I have the following code:
def generator_train(x_train_df, y_train_df, batch_size):
for i in range(int(len(x_train_df) / batch_size)):
x_train = x_train_df[i * batch_size:(i 1) * batch_size]
y_train = y_train_df[i * batch_size:(i 1) * batch_size]
yield np.array(x_train), np.array(y_train)
train_generator = generator_train(x_train_df, y_train_df, batch_size)
history = model.fit(train_generator,
epochs=epochs_no,
steps_per_epoch=number_of_rows_input/batch_size,
verbose=1,
max_queue_size=100,
validation_data=None,
workers=8,
use_multiprocessing=True
)
The x_train_df, y_train_df are pandas.DataFrames both. I'm still getting the following error referring to pickle. However, the fit_generator should have noting to do with dumping/loading pickled data.

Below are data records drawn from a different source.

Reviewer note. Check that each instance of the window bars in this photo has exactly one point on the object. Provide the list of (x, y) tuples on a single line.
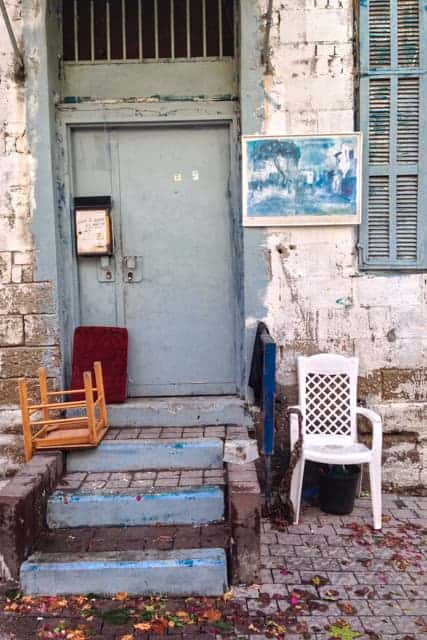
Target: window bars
[(136, 30)]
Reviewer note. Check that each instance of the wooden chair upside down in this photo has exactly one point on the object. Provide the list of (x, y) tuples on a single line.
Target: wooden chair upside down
[(57, 432)]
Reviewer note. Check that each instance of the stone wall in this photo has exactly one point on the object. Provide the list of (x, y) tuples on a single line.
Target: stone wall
[(28, 328), (304, 282), (316, 298)]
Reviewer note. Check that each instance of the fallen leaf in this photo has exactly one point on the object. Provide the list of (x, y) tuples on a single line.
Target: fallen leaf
[(120, 596), (212, 615), (347, 608), (342, 631), (142, 626)]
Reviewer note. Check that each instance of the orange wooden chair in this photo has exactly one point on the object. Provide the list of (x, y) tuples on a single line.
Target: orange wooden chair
[(56, 432)]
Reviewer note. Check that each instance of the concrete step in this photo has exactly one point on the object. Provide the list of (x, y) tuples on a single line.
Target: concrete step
[(177, 573), (178, 411), (129, 507), (145, 538), (139, 455)]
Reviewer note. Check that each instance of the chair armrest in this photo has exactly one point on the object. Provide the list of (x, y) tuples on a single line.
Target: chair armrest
[(377, 428), (293, 424)]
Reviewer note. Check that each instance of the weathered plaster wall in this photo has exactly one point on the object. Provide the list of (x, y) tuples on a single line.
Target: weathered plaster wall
[(304, 282), (309, 288), (28, 328)]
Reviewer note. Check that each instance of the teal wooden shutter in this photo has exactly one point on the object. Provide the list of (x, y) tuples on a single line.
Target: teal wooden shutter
[(393, 117)]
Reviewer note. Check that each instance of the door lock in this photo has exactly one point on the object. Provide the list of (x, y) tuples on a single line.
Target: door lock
[(132, 268), (105, 269)]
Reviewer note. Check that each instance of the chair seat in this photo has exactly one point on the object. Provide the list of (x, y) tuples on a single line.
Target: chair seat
[(356, 453)]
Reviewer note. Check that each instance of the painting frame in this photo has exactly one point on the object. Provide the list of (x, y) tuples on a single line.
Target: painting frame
[(341, 215)]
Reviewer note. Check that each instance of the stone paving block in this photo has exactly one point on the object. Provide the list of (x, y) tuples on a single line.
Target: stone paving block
[(266, 608), (344, 578), (378, 624)]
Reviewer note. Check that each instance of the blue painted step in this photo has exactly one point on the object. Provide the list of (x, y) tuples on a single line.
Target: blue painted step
[(178, 573), (192, 505), (141, 455)]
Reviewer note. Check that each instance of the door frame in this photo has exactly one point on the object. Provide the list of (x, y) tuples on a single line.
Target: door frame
[(89, 115)]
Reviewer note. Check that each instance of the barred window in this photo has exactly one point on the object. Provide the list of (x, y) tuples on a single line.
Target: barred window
[(121, 30)]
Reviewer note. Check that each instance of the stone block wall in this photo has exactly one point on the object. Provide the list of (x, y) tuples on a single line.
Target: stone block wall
[(317, 299), (314, 297), (28, 321)]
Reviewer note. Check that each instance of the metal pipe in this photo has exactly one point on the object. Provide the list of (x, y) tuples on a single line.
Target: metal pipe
[(6, 19)]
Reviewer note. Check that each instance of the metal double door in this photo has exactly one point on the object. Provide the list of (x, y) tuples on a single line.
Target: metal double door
[(170, 278)]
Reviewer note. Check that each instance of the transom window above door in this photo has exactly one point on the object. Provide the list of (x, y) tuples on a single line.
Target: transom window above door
[(142, 30)]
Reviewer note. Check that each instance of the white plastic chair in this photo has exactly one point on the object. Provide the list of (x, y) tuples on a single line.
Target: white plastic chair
[(328, 404)]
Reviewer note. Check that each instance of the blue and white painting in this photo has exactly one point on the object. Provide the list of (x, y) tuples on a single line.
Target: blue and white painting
[(302, 179)]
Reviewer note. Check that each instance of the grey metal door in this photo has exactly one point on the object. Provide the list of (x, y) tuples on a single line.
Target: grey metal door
[(171, 281)]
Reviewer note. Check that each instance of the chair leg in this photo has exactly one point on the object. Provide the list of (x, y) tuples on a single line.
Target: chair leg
[(360, 484), (296, 487), (375, 482), (26, 424)]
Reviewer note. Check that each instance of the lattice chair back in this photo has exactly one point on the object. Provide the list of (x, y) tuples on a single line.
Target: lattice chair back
[(327, 396)]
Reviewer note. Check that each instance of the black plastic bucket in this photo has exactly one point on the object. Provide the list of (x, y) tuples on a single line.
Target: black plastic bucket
[(337, 488)]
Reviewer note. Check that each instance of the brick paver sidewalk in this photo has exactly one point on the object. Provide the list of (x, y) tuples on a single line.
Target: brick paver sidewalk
[(330, 577)]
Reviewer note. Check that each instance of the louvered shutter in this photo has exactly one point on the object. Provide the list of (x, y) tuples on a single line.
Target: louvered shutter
[(393, 117)]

Exception in thread Traceback (most recent call last):
Thread-2 File "", line 1, in
Traceback (most recent call last): File "C:\Users\Admin\AppData\Local\Programs\Python\Python39\lib\threading.py", line 954, in _bootstrap_inner File "C:\Users\Admin\AppData\Local\Programs\Python\Python39\lib\multiprocessing\spawn.py", line 116, in spawn_main self.run() File "C:\Users\Admin\AppData\Local\Programs\Python\Python39\lib\threading.py", line 892, in run exitcode = _main(fd, parent_sentinel) File "C:\Users\Admin\AppData\Local\Programs\Python\Python39\lib\multiprocessing\spawn.py", line 126, in _main self = reduction.pickle.load(from_parent) EOFError: Ran out of input self._target(*self._args, **self._kwargs) File "E:\Tut\pythonProject5_MachineLearning\venv\lib\site-packages\keras\utils\data_utils.py", line 868, in _run with closing(self.executor_fn(_SHARED_SEQUENCES)) as executor: File "E:\Tut\pythonProject5_MachineLearning\venv\lib\site-packages\keras\utils\data_utils.py", line 858, in pool_fn pool = get_pool_class(True)( File "C:\Users\Admin\AppData\Local\Programs\Python\Python39\lib\multiprocessing\context.py", line 119, in Pool return Pool(processes, initializer, initargs, maxtasksperchild, File "C:\Users\Admin\AppData\Local\Programs\Python\Python39\lib\multiprocessing\pool.py", line 212, in init self._repopulate_pool() File "C:\Users\Admin\AppData\Local\Programs\Python\Python39\lib\multiprocessing\pool.py", line 303, in _repopulate_pool return self._repopulate_pool_static(self._ctx, self.Process, File "C:\Users\Admin\AppData\Local\Programs\Python\Python39\lib\multiprocessing\pool.py", line 326, in _repopulate_pool_static w.start() File "C:\Users\Admin\AppData\Local\Programs\Python\Python39\lib\multiprocessing\process.py", line 121, in start self._popen = self._Popen(self) File "C:\Users\Admin\AppData\Local\Programs\Python\Python39\lib\multiprocessing\context.py", line 327, in _Popen return Popen(process_obj) File "C:\Users\Admin\AppData\Local\Programs\Python\Python39\lib\multiprocessing\popen_spawn_win32.py", line 93, in init reduction.dump(process_obj, to_child) File "C:\Users\Admin\AppData\Local\Programs\Python\Python39\lib\multiprocessing\reduction.py", line 60, in dump
ForkingPickler(file, protocol).dump(obj)
TypeError: cannot pickle 'generator' object
What am I missing?
CodePudding user response:
One solution would be by using MirroredStrategy() for the neural network and the date should be preprocessed using the functions from tensorflow.data.Dataset
strategy = tf.distribute.MirroredStrategy()
with strategy.scope():
model = Sequential()
model.add(Dense.....
.....
model.compile(loss='mae', optimizer='sgd')
def dataset_fn(dummy_argument):
x = np.array(x_train_df).astype(np.float32)
y = np.array(y_train_df).astype(np.float32)
dataset = tf.data.Dataset.from_tensor_slices((x, y))
return dataset.repeat().batch(batch_size=batch_size, drop_remainder=True)
dist_dataset = strategy.experimental_distribute_datasets_from_function(dataset_fn)
history = model.fit(
dist_dataset,
epochs=epochs,
steps_per_epoch=number_of_batches_in_the_x_set,
verbose=1,
max_queue_size=max_queue_size,
validation_data=None,
workers=number_of_workers,
use_multiprocessing=True
)
CodePudding user response:
You are pickling: because you're using multiprocessing, and multiprocessing needs to pickle anything it runs to send it to the new python processes. Since your train_generator
is needed in each process, it will be sent, i.e. pickled.
As the linked question notes, avoid this by not using a generator: trivially, cast to list and evaluate before sending; but more sensibly, rewrite your generator to return the list for you.